Hard skills: the “hard” mode of video games is always the one you have to spend a little bit more of time, right? That’s a perfect analogy! Hard skills are technical skills that take time to conquer.
In a nutshell, these are skills you can learn by studying or experiencing day by day in your workplace. Basically, anything that can generate some kind of diploma or certificate.
Examples of hard skills that can be found in a hackathon are mastering some programming languages; coding skills; experience with specific tools; UX design; notion of artificial intelligence (AI) and analytical thinking.
Soft skills: Compared to the “hard ones”, they are more abstract, subjective and personal. Soft skills have to do with how each one relates to and interacts with the world and with other people. Also known as interpersonal skills.
There are those who believe that these can also be learned in courses/classrooms, on the other side we have those who hold the idea that soft skills are a matter of personality or, at best, developed through lifelong experiences.
Examples of soft skills that can be found in a hackathon are empathy; communication; leadership; curiosity; teamwork and conflict management.
How do these two worlds meet in a hackathon?
Both skill formats can be developed during a hackathon. Even though hard skills are the starting point for being in an environment of innovation and technology, there is always something to learn from so many working hours and networking.
The same goes for soft skills, some of which are stronger in certain people and easily recognizable, such as the infamous “leadership spirit”, but others are generated through acquaintanceship and immersion in the ecosystem.
During a hackathon, the key to exploring skills in the best way is knowing how to identify which role each person would do best within the assigned theme. For example, there is always someone who is more communicative and/or eloquent and who can use their talent to make the presentation more attractive.
Just be careful, don’t let the certainty of a skill blind you! Participating in a hackathon requires that the ego be set aside and the mind open. We already repeated it here a few times, but it never hurts to say again: you will never get out of hand hackathon!
Even if you don’t get a place on the podium, the knowledge you absorb during an event like that will stick to you by osmosis.

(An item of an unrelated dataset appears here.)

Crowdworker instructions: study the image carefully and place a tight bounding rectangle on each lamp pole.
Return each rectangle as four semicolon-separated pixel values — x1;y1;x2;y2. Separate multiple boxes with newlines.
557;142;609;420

For real!
A hackathon is a safe environment for experimenting with new technologies, learn tools, and enhancing your communication, collaboration, leadership, presentation, and a ton of other skills. All very relevant to both professional and personal life.
Keep in mind: You don’t have to be a computer, programming, or coding master to attend a hackathon. The more diversity in capabilities, the better! What matters is your self-challenge.